A Vote on Account to access funds was given the nod at a meeting of the Cabinet appointed by President Sirisena which he presided over yesterday.
Speaking at a press briefing held at the Sri Lanka Freedom Party (SLFP) head office, MP Mahinda Samarasinghe said the Vote on Account seeks to access funds to manage state affairs for up to three months in 2019. The Vote on Account (VoA) was presented by Sirisena’s Finance Minister Mahinda Rajapaksa.
However, it is uncertain when the VoA is to be presented in Parliament or if it will be presented. Samarasinghe also argued that there were provisions in the Constitution giving the President power to gazette the VoA in the event the Parliament stands dissolved. The provision allows access to money from the Consolidated Fund for a period of three months.
“To access funds from 1 January next year, we need either a Budget or a Vote on Account.
The Vote on Account has been approved by Cabinet. If Court upholds the decision to dissolve Parliament, there are provisions in the Constitution giving power to the President under Article 150 (3). He can issue a proclamation and gazette the Vote on Account. It is legal to do so and this is allowed for three months,” he claimed.
Article 150. (3) reads as follows: “Where the President dissolves Parliament before the Appropriation Bill for the financial year has passed into law, he may, unless Parliament shall have already made provision, authorize the issue from the Consolidated Fund and the expenditure of such sums as he may consider necessary for the public services until the expiry of a period of three months from the date on which the new Parliament is summoned to meet.”
Assuring that all necessary actions would be taken to ensure that the country could be run smoothly in any event, Samarasinghe claimed that the relevant officials had initiated action on the matter already, insisting that there would be no issue to access funds until the end of the year.
“We don’t have an issue in accessing funds in 2018, as once the Appropriation Bill can be approved in Parliament we can then access funds from the Consolidated Fund based on that. It is legal. There is legislation in the country to make loan repayments without it being referred to Parliament,” he said.
The SLFP is likely to boycott the debate on the motion presented by a group of United National Party Parliamentarians to block funds to the office of the Prime Minister, citing that debating an issue which is before a court of law is sub judice. A group led by UNP parliamentarians has filed a Quo Warranto case before the Court of Appeal regarding former President Mahinda Rajapaksa holding the office of Prime Minister when two no confidence motions had been passed against him in Parliament.
“We are not sure if this can be taken up and we have asked the Speaker to seek the opinion of the Attorney General on the matter,” SLFP spokesperson MP Dayasiri Jayasekara explained. The SLFP is set to make a final decision on the matter today when the parliamentary group meets, he said.

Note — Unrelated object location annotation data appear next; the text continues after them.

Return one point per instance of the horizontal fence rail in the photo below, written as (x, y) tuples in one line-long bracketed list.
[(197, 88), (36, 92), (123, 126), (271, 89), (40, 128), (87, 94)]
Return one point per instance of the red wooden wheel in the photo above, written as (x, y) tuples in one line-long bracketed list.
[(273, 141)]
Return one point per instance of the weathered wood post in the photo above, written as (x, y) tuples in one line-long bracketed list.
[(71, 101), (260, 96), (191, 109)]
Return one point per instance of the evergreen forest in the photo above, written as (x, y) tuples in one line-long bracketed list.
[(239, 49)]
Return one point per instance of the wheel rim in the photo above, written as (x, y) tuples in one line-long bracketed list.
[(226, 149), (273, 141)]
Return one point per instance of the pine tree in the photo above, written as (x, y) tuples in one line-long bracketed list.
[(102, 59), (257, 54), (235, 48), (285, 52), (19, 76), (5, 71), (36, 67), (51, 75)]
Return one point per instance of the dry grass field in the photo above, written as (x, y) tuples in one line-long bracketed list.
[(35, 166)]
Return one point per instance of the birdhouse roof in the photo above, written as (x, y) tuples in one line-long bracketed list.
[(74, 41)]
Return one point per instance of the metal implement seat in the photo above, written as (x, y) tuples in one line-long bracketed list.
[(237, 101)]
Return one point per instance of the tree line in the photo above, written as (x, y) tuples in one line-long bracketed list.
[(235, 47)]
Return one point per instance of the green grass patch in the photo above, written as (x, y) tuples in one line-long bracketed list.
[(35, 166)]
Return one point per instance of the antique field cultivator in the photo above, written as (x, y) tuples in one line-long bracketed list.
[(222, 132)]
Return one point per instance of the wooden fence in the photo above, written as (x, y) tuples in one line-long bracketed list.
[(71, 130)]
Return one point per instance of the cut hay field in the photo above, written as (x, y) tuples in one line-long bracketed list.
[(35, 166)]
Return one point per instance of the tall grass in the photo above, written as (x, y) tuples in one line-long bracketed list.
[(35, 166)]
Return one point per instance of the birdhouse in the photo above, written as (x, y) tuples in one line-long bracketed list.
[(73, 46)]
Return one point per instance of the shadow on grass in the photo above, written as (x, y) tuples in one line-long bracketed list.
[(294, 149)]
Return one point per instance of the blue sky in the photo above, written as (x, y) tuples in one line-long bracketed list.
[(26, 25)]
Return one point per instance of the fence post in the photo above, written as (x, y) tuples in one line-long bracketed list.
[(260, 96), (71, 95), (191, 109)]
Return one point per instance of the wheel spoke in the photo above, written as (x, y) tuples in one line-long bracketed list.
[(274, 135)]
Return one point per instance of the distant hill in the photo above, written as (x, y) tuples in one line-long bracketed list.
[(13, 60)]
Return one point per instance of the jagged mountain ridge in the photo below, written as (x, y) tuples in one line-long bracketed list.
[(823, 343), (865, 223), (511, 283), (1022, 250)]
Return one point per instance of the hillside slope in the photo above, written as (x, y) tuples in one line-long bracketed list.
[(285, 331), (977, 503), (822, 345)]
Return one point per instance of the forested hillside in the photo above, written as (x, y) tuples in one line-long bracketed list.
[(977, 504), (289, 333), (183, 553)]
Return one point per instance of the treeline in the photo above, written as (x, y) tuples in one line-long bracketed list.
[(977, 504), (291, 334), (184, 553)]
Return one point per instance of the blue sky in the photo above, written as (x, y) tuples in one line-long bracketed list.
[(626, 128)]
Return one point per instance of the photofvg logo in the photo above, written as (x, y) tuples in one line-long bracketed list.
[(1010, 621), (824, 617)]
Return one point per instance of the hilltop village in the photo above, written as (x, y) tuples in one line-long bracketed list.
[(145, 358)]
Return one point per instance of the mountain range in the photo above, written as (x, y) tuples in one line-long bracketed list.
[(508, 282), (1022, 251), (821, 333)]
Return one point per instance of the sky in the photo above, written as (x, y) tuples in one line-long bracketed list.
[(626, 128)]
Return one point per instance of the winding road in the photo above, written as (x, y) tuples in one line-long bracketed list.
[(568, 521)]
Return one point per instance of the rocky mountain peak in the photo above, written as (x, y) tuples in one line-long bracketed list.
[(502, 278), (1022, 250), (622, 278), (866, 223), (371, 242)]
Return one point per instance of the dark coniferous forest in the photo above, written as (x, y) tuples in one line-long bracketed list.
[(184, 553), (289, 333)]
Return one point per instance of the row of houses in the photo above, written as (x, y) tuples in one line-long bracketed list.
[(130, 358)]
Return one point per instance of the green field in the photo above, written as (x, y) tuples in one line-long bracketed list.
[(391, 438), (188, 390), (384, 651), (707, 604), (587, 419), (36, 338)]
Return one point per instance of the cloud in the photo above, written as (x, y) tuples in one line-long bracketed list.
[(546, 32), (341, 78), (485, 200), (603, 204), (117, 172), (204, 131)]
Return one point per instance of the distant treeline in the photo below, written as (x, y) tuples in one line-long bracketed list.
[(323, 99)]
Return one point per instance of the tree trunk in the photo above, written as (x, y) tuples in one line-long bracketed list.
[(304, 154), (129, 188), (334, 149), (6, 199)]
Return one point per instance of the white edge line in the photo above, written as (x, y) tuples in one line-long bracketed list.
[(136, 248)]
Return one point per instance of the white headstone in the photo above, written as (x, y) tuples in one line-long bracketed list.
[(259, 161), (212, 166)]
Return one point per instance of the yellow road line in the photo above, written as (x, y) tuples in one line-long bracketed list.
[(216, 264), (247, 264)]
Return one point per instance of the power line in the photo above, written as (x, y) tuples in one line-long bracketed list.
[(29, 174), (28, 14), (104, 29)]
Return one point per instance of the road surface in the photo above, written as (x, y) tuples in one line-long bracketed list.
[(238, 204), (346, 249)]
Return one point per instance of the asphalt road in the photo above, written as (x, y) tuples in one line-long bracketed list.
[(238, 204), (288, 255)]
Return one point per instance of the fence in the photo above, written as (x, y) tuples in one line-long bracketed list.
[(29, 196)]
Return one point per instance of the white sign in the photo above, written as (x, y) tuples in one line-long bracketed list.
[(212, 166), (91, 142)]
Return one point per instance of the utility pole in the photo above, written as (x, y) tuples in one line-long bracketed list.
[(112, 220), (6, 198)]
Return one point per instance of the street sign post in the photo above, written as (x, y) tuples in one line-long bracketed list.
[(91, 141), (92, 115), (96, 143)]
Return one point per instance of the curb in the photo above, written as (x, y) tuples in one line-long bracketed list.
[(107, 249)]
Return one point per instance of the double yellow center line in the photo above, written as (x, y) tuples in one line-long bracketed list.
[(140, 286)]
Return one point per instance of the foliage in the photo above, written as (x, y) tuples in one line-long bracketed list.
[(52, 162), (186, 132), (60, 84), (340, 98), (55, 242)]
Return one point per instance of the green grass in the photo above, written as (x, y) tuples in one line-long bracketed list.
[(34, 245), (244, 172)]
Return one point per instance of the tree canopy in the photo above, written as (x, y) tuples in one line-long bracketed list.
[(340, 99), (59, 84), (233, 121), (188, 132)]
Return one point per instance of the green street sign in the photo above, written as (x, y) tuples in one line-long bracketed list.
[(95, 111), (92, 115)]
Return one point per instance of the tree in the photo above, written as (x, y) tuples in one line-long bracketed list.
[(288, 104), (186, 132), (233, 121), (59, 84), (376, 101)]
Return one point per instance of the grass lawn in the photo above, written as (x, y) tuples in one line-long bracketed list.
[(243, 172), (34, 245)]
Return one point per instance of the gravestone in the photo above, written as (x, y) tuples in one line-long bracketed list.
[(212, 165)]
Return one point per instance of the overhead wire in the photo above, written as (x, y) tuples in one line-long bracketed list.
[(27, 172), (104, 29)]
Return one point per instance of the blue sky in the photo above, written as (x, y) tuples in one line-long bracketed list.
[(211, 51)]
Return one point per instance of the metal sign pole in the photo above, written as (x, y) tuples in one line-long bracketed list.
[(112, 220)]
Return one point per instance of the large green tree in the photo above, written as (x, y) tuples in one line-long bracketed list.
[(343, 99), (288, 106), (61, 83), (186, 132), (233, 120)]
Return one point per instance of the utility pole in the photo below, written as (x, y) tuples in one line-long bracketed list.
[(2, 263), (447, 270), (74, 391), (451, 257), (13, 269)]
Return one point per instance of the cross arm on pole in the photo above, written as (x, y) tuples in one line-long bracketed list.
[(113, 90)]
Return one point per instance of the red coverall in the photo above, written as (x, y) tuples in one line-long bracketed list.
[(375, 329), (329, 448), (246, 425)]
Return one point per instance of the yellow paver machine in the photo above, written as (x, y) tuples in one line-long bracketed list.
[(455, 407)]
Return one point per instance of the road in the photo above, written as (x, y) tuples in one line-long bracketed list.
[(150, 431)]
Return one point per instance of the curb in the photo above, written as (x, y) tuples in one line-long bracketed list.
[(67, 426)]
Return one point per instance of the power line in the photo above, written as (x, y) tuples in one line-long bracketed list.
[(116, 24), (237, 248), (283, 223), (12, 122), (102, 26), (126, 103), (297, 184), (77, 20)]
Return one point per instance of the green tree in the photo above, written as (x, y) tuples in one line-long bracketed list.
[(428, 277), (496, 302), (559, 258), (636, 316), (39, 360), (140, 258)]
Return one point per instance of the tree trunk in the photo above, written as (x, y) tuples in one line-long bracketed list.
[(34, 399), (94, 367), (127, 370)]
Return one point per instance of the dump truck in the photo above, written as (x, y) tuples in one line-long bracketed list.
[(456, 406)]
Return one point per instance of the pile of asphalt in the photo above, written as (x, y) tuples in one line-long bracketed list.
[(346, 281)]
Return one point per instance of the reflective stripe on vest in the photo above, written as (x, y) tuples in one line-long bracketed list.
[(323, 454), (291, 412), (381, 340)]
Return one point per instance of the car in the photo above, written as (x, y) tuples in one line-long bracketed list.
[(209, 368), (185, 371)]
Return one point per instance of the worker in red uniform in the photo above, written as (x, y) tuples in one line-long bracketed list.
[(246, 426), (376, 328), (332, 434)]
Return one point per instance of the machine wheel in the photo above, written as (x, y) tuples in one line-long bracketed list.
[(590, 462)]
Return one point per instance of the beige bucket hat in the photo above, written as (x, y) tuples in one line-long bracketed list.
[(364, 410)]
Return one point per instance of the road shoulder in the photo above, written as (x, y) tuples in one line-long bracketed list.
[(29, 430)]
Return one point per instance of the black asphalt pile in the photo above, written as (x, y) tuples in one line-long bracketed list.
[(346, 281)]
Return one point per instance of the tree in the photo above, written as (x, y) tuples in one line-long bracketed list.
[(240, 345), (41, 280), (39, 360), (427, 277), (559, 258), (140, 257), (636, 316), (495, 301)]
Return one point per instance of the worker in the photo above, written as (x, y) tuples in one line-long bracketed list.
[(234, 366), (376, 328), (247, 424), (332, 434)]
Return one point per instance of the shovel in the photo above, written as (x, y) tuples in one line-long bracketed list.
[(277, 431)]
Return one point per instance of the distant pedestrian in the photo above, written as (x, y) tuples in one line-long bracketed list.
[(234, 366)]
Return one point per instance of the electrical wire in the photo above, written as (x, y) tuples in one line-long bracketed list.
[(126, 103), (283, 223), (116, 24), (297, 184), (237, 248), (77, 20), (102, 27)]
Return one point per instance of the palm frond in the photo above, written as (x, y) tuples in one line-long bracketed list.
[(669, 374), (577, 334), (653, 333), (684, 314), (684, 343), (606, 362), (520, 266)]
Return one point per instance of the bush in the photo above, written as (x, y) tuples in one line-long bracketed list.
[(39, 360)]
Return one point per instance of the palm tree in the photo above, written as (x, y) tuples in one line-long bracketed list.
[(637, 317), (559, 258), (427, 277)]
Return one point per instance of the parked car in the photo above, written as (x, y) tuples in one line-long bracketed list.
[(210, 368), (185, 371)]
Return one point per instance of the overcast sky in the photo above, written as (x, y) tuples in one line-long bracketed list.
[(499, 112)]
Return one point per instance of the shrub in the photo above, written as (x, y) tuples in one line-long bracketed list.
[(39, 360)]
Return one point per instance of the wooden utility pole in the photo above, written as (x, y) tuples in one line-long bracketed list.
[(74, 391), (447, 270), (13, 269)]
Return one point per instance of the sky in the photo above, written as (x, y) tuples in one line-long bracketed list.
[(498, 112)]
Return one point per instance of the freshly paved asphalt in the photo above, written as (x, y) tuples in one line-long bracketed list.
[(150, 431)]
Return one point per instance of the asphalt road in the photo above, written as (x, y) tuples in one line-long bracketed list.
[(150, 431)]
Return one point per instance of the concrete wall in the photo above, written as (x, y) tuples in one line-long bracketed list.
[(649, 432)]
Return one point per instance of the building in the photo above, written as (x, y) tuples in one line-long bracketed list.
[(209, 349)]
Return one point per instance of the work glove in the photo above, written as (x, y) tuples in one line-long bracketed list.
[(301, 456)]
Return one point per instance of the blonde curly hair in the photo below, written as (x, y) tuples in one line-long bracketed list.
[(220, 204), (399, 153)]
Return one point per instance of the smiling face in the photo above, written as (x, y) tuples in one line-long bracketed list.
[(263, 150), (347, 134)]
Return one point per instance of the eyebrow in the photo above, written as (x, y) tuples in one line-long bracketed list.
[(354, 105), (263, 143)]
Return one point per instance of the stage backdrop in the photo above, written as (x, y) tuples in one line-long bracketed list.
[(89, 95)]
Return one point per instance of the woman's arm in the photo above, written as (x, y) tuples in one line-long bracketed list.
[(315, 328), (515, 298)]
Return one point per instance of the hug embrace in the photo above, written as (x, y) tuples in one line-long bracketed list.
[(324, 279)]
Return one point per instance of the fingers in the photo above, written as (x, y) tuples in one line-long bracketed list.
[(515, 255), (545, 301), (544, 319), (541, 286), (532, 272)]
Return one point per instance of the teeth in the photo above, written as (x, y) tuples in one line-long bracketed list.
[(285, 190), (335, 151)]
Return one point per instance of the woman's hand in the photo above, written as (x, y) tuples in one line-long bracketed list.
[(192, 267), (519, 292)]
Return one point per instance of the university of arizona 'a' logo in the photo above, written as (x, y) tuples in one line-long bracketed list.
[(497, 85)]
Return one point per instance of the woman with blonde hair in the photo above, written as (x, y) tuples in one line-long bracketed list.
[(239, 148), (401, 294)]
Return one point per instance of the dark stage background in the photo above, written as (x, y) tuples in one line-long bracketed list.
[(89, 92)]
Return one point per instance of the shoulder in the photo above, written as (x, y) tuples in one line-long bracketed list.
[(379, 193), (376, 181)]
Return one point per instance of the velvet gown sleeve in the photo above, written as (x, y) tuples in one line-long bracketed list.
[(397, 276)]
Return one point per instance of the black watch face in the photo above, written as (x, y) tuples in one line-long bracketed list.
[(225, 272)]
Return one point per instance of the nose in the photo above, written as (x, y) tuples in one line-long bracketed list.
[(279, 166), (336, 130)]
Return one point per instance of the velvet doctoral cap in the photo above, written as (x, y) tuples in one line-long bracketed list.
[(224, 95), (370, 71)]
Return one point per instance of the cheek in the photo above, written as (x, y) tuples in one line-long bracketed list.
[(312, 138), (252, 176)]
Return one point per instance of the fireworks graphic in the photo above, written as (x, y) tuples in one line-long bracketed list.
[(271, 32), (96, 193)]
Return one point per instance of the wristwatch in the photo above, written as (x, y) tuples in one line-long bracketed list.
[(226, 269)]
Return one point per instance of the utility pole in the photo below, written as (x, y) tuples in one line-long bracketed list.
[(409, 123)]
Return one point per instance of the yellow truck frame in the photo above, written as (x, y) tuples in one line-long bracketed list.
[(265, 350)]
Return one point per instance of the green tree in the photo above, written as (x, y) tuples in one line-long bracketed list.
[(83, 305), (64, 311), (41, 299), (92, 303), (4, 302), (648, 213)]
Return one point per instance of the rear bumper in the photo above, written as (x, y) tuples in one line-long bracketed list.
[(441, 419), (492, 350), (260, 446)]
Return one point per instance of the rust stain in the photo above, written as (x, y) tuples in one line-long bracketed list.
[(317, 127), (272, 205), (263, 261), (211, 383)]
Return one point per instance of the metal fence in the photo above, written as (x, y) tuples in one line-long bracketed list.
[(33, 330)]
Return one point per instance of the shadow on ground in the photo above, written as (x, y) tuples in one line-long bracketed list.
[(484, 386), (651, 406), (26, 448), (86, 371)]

“The tradition and process of separation of power dictates that the Legislature and Judiciary do not trespass onto each other’s territory,” Jayasekera said.
Agreeing with his colleague, Samarasinghe also objected to the clauses included in the motion, which indicate that two gazettes issued by the President, first removing the sitting Prime Minister and the second appointing a new one, were illegal.
“First of all we must decide whether this motion can be tabled in Parliament as it questions the actions taken by President Sirisena and the release of two presidential gazette notifications,” he said.
The President in a party leaders meeting earlier objected to the no confidence motion based on that clause, saying he would accept a revised motion passed in Parliament without the clause.